転勤は通常同じ会社で別の勤務場所に異動することと定義されます。

多くの企業ではその就業規則の中に「転勤を命じることができる」ことと「転勤拒否は懲戒解雇対象」となることが明記されています。そのため、その就業規則のもとで雇用契約を結んでいることになりますので原則的に転勤は業務命令であり断れないと考えるのが妥当だと考えます。

しかし実際には、転勤拒否で懲戒解雇されたが、裁判で会社側が敗訴したケースもあります。それはどのような場合があるのでしょうか。

人事権の濫用など

裁判で転勤が争われる場合の争点は、その転勤が会社の人事権の濫用かどうかという点です。つまりは、その転勤の妥当性(他に代替手段が無いかどうか)転勤する労働者が大きく不利益を被らないかという点です。

単に老父母の面倒を見ないといけないとか、子どもの看病が必要といった理由では労働者側が敗訴するケースが多いと聞きます。どの程度の不利益を被るのか具体的に示す必要があると考えます。

また、入社時の雇用契約に地域限定の社員で転勤の無いことが労働条件であることが盛り込まれている場合は転勤が無いことを意味します。従って会社側の契約違反であることが明白ですので普通に転勤拒否をすることが可能だと考えます。

実際の転勤と内示

実際にはいきなり転勤を業務命令として本人に通達するという事例は殆ど無いと考えます。通常は人事異動案がある程度固まった時点で「内示」という形で転勤対象となる本人の意向を確認するということが行われます。

会社にとっても転勤させることによって従業員との間に無用の軋轢を生じることを決して好まないのは事実です。従業員の側からこの時点で家庭の状況などを配慮してほしい旨を伝え、会社側も十分に配慮すべきだと考えます。またこの場では忌憚の無い意見を述べ合う場として設定し、十分に従業員の意思を確認する必要があると考えます。

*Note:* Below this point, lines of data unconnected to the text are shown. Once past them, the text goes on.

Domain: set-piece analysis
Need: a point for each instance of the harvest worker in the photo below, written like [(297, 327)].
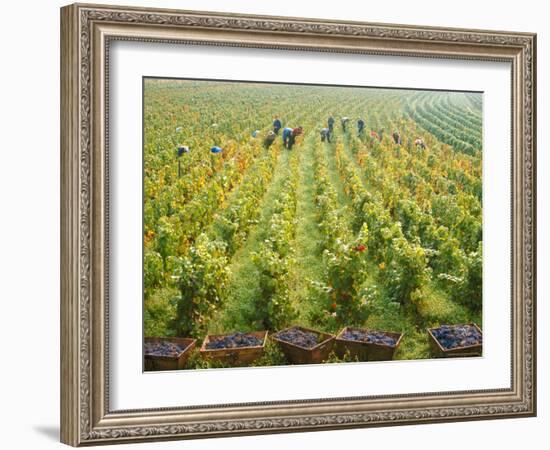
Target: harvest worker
[(396, 137), (330, 122), (419, 142), (277, 124), (289, 136), (269, 139), (360, 126), (344, 121), (183, 149), (325, 134)]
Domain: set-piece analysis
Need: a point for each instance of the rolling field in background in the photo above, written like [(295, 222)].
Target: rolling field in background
[(361, 231)]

そうすることにより単に人事権の濫用を疑われないようにするだけでなく、スムーズな人事異動が行われると考えます。
また多くの会社で、転居を伴う転勤で発生した費用の全額と、餞別代わりの転勤のための一時金を支給する場合も多いと考えます。

まとめ

転勤は基本的に業務命令であり、従業員は拒否することが難しいと考えます。転勤は、転居を伴うケースも多く会社側も家庭の状況などを十分にヒアリングをする必要があると考えます。